Pesquisadores brasileiros desenvolveram um exame de sangue inovador, chamado RosalindTest, capaz de detectar sinais de câncer de mama antes que os tumores sejam identificáveis em exames de imagem, como mamografia ou ultrassom. O teste utiliza a técnica de biópsia líquida, que analisa alterações genéticas e moleculares presentes no sangue associadas ao crescimento de células tumorais.
O teste identifica dois biomarcadores específicos, HIF-1α e GLUT1, que indicam hipóxia, situação em que células tumorais crescem em ambiente com pouco oxigênio, característica comum no desenvolvimento de tumores malignos.
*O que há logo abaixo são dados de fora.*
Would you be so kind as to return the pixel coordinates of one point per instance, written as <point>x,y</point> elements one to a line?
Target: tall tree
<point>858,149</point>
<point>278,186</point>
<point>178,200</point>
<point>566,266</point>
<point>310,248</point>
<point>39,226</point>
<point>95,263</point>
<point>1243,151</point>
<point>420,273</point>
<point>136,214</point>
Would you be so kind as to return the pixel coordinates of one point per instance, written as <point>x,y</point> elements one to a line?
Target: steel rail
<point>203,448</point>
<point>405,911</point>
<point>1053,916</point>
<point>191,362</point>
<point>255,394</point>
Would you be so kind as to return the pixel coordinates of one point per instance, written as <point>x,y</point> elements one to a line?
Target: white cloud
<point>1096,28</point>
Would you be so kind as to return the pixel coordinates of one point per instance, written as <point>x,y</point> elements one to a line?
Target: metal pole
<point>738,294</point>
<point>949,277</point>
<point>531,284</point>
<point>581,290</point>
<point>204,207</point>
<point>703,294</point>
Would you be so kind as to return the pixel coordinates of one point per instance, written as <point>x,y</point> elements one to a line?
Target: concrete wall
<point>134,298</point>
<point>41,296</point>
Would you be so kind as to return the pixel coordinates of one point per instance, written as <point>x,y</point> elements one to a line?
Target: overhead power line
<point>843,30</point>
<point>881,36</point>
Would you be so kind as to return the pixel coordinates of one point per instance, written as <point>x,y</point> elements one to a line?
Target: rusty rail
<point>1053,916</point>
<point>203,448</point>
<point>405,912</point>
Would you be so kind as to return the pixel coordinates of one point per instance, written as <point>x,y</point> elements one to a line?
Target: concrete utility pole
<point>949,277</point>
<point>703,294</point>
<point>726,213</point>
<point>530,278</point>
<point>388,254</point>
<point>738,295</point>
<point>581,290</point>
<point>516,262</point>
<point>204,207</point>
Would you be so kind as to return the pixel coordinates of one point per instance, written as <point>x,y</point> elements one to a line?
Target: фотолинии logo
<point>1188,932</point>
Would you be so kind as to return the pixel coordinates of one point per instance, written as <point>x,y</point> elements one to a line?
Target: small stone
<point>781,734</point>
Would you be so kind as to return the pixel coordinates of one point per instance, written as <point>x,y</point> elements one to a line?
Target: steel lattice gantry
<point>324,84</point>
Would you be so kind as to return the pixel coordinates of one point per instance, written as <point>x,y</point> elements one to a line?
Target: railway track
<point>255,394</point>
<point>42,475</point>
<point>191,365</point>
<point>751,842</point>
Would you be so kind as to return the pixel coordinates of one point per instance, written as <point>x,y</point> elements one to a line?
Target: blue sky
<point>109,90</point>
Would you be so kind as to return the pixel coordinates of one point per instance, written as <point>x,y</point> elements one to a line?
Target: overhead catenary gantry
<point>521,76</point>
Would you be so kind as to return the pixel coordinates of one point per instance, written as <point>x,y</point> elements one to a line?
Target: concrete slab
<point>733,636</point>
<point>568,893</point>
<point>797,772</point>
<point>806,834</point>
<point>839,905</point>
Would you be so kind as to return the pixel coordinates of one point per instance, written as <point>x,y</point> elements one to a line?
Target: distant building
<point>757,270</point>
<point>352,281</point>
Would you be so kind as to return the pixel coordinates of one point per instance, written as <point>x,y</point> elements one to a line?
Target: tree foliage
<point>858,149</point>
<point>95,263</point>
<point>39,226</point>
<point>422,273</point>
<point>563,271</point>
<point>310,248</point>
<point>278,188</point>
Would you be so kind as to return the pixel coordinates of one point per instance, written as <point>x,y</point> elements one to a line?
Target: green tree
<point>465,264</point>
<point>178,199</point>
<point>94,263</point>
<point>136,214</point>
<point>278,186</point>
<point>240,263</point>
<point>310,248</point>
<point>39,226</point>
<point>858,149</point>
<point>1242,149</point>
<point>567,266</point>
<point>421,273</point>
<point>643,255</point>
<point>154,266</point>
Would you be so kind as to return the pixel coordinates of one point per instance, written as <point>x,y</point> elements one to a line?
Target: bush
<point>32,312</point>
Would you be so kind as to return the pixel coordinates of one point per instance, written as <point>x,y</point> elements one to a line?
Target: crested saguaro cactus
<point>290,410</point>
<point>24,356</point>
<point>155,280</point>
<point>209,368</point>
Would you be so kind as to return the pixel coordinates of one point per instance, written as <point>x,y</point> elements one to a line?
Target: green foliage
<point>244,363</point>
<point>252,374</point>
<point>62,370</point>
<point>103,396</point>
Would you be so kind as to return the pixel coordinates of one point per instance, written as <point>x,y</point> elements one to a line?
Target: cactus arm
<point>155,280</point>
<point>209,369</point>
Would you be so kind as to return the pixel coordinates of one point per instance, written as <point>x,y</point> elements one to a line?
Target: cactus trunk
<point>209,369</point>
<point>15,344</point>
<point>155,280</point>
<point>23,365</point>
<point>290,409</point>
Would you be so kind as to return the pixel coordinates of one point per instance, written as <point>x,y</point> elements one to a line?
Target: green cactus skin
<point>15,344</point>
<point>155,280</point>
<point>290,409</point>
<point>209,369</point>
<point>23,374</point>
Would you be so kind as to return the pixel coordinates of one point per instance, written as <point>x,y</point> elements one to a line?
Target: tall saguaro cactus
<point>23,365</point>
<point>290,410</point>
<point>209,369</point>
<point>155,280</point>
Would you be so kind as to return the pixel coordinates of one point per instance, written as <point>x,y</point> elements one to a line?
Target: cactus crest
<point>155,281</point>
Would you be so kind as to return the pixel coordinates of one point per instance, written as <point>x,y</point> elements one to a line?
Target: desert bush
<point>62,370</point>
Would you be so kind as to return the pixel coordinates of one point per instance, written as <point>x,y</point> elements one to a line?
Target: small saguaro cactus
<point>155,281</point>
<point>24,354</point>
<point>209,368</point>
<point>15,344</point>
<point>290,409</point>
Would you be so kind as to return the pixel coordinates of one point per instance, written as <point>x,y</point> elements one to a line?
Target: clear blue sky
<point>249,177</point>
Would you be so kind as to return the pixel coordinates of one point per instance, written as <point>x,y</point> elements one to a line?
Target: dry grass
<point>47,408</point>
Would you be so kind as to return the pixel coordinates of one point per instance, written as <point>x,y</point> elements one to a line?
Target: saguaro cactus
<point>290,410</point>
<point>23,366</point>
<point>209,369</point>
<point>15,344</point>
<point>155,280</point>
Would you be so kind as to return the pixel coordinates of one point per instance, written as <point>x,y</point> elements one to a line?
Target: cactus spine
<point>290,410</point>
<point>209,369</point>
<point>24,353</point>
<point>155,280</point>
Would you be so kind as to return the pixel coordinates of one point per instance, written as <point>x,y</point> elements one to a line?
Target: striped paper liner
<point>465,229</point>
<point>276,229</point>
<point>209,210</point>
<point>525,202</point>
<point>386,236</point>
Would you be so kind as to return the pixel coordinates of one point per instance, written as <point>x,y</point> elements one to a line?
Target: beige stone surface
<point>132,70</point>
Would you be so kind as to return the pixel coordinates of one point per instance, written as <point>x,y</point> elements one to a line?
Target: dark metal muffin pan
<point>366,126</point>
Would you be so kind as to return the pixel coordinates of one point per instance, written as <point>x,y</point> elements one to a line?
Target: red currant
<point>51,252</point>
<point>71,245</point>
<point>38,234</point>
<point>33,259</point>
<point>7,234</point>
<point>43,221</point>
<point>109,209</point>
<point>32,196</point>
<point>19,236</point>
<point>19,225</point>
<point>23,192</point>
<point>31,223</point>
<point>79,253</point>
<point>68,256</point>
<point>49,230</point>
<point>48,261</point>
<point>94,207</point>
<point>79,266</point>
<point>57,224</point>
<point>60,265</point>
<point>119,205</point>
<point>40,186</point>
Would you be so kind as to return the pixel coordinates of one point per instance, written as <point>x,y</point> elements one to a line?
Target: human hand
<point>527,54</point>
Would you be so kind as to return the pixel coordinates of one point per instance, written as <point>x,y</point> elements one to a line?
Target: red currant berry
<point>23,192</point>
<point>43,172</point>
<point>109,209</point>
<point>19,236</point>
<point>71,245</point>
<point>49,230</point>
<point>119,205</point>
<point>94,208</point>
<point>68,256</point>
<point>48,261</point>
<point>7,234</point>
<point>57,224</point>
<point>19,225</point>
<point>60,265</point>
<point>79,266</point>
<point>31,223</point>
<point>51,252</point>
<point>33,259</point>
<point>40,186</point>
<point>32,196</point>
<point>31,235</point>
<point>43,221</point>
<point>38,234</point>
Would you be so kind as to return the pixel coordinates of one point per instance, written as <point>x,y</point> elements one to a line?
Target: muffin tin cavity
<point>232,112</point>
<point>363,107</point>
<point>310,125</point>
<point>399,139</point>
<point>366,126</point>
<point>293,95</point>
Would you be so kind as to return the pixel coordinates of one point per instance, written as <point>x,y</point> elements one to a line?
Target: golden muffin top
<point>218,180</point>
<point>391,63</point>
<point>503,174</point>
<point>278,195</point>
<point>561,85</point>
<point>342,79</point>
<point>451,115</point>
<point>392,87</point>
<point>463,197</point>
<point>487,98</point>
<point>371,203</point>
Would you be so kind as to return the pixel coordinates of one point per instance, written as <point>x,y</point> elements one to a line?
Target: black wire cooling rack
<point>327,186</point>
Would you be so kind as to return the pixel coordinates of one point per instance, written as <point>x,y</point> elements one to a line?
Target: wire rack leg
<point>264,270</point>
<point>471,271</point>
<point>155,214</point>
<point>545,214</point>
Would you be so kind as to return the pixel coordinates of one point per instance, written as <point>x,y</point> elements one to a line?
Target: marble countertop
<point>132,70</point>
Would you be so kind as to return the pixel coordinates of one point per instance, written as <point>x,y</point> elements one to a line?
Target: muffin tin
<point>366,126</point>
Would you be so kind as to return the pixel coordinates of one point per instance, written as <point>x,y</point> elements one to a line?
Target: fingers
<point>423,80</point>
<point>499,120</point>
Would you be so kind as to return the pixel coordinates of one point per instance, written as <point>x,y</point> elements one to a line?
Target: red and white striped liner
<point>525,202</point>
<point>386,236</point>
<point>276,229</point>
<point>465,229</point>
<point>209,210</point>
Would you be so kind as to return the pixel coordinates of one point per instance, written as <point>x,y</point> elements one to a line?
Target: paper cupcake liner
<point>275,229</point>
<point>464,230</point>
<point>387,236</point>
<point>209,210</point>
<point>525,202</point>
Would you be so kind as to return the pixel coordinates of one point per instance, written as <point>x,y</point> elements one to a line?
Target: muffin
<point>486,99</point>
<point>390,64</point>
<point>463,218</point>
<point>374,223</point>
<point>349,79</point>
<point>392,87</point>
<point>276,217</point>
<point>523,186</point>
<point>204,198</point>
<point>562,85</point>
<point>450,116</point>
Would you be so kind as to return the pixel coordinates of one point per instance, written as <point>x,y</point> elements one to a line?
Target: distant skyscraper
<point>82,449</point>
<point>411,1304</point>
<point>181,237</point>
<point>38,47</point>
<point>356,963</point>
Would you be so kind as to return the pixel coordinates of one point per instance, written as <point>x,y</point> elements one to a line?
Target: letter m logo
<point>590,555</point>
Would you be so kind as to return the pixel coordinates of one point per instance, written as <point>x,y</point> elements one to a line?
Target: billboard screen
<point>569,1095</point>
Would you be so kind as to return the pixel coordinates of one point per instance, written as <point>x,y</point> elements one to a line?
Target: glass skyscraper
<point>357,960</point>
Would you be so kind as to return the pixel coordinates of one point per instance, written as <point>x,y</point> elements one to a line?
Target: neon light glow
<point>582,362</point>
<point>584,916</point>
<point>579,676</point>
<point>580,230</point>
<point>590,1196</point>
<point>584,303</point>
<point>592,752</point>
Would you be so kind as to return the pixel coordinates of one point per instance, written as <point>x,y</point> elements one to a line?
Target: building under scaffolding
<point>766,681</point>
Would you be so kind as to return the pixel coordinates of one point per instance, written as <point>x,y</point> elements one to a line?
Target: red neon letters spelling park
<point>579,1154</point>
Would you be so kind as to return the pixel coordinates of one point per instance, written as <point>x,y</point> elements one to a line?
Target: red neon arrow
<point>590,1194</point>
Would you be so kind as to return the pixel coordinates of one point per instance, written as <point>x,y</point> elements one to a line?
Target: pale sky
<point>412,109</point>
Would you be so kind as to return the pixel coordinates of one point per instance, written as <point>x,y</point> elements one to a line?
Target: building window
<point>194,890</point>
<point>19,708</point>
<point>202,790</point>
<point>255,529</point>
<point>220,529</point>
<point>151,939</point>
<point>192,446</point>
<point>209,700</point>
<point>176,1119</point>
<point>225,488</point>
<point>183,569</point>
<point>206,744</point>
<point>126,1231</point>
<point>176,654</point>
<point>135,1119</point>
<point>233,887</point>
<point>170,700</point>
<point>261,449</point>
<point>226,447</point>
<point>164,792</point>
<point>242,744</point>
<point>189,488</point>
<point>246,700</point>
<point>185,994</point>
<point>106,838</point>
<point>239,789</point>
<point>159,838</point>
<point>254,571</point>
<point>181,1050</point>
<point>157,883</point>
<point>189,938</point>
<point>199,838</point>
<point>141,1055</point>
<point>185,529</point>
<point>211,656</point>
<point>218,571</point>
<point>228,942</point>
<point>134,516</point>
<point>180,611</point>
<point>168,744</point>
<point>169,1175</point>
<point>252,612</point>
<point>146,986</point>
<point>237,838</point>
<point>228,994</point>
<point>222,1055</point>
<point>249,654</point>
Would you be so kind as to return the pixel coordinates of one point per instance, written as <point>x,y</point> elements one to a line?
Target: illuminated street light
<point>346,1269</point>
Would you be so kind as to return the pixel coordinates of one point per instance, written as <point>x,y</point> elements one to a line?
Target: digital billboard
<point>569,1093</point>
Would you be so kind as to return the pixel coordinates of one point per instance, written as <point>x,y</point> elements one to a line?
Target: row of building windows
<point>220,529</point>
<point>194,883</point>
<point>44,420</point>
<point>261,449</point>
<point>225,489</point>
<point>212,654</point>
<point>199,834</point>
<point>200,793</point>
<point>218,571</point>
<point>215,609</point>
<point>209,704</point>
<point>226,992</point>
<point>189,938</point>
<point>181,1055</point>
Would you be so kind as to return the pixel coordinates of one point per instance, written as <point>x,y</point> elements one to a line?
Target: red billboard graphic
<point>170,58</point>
Estudos clínicos iniciais demonstraram acurácia de aproximadamente 95%, sugerindo que o método pode detectar alterações genéticas antes mesmo da formação visível do tumor.
Contexto do câncer de mama no Brasil
O câncer de mama é o terceiro tipo de câncer que mais mata mulheres no país, com cerca de 20 mil mortes anuais, segundo o Instituto Nacional de Câncer (Inca). Apesar das altas taxas de cura quando identificado precocemente, muitas pacientes chegam ao diagnóstico em fases avançadas, principalmente devido à limitação de acesso à mamografia, principalmente em regiões distantes ou na rede pública de saúde.
Atualmente, o SUS recomenda rastreamento para mulheres entre 50 e 69 anos, com a possibilidade de iniciar a partir dos 40 anos, sob avaliação médica. Entretanto, o câncer de mama vem surgindo de forma mais precoce e agressiva, o que reforça a necessidade de métodos complementares de rastreamento.
Testes-piloto e aplicação prática
Em um projeto-piloto, o exame foi aplicado em mais de 600 mulheres do interior de São Paulo e do Ceará, muitas delas sem histórico de rastreamento. Um caso relevante mostrou que o exame de sangue indicou altos níveis de biomarcadores tumorais, enquanto mamografia e ultrassom foram negativos. Uma ressonância magnética posterior confirmou um tumor em estágio inicial, permitindo intervenção cirúrgica rápida, sem necessidade de quimioterapia ou radioterapia agressiva.
O teste pode servir como triagem inicial, especialmente em áreas remotas, com coleta de sangue em unidades básicas de saúde. Pacientes com resultados positivos seriam priorizadas para exames complementares, agilizando o diagnóstico e aumentando as chances de cura.
Limitações e próximos passos
Apesar do potencial promissor, o exame ainda está em fase de validação clínica. Estudos com amostras maiores e diversificadas serão necessários para confirmar a eficácia, segurança e especificidade do teste. Especialistas alertam que os biomarcadores analisados podem estar alterados em outros tipos de câncer, reforçando que o teste não substitui a mamografia, mas atua como ferramenta complementar no rastreamento da doença.